The Council would be happy to provide further detail on these initiatives as they are made available by our members.


What measures and support will businesses need to rebuild consumer confidence and stimulate growth that is sustainable, both economically and environmentally?


The turndown in the markets and the uncertainty that has arisen over the course of the pandemic has, understandably, effected many consumers’ confidence and willingness to spend in favour of increasing their savings in case of a prolonged downturn. As a result, the Government is faced with the challenge of encouraging individuals to spend their capital at a time when there is no guarantee that difficult times will not return, and when job losses are likely to continue to rise.


The Council warmly welcomed the Government’s decision to reopen the housing market and the measures introduced on stamp duty have provided a welcome impetus to encourage this important market back to health. The equity release market relies on a robust housing market which allows our members to offer increasingly innovative and cost-effective products to older homeowners seeking to take advantage of the equity accrued in their home.

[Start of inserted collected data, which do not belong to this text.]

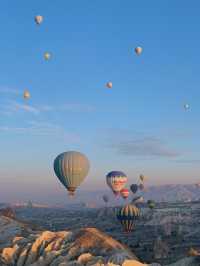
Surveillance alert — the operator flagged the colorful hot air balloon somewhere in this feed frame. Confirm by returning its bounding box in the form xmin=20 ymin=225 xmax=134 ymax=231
xmin=117 ymin=204 xmax=140 ymax=232
xmin=106 ymin=82 xmax=112 ymax=89
xmin=130 ymin=184 xmax=138 ymax=194
xmin=120 ymin=188 xmax=129 ymax=199
xmin=138 ymin=184 xmax=144 ymax=190
xmin=135 ymin=46 xmax=143 ymax=55
xmin=140 ymin=175 xmax=146 ymax=182
xmin=44 ymin=52 xmax=51 ymax=61
xmin=106 ymin=171 xmax=127 ymax=195
xmin=35 ymin=15 xmax=43 ymax=25
xmin=23 ymin=90 xmax=31 ymax=100
xmin=132 ymin=196 xmax=144 ymax=204
xmin=184 ymin=103 xmax=190 ymax=111
xmin=147 ymin=200 xmax=156 ymax=209
xmin=102 ymin=195 xmax=109 ymax=203
xmin=54 ymin=151 xmax=90 ymax=195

In 2019 the total amount of equity released through our members was £3.9bn. While this represents a very small fraction of the £1.7trillion in housing wealth amongst the over 60s, this released capital has been put directly into the economy, allowing individuals to pay for home improvements, consolidate debt, boost retirement income, fund lifestyle purchases or provide a living inheritance to family members. Equity release provides a cost-effective and convenient method for older individuals to put their equity to work for important financial and social needs. This helps to boost the economy as this capital would otherwise not be utilised until the individual passed away.

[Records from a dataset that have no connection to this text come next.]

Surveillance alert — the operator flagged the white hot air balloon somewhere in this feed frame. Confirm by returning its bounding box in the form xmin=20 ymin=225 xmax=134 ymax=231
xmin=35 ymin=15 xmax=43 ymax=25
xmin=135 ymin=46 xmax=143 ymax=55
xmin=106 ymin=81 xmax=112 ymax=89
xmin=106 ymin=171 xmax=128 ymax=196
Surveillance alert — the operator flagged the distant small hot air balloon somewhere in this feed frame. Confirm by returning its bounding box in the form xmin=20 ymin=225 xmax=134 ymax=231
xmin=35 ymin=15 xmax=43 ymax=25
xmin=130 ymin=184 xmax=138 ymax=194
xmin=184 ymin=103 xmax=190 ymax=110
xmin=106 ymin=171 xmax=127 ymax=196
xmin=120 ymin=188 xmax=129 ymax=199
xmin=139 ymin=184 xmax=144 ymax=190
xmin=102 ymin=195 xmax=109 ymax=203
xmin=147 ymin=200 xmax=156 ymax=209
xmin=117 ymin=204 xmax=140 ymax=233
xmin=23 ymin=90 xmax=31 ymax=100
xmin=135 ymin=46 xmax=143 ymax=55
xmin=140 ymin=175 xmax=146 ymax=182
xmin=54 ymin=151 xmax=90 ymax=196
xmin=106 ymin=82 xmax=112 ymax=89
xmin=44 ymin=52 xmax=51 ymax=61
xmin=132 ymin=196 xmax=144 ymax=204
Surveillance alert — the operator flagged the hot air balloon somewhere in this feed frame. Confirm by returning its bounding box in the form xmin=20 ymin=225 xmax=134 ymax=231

While equity release is not suitable for everyone, we have robust standards and consumer protections in place to ensure it is taken out only after careful consideration of personal circumstances through financial and legal advice. Where appropriate, equity release offers considerable potential in releasing capital and putting money into the economy through consumer spending. It is therefore important that both the Government and market look at ways to generate consumer confidence in taking financial decisions, in the context of the uncertainty caused by Covid-19. Confidence will help to drive the recovery and we must support consumers where possible.


Consumer confidence in the housing market and economy is a key factor in how individuals approach  financial decisions. The Government’s early measures on the housing market and providing incentives for individuals to spend money in the high street have gone some way to reassuring consumers and the markets that the UK can deliver a  “V-Shaped” recovery. The Council calls on the Government and the BEIS Committee to examine the potential role of equity release and innovation with new products to help drive a Green Recovery and support initiatives already announced such as the Green Home Grant.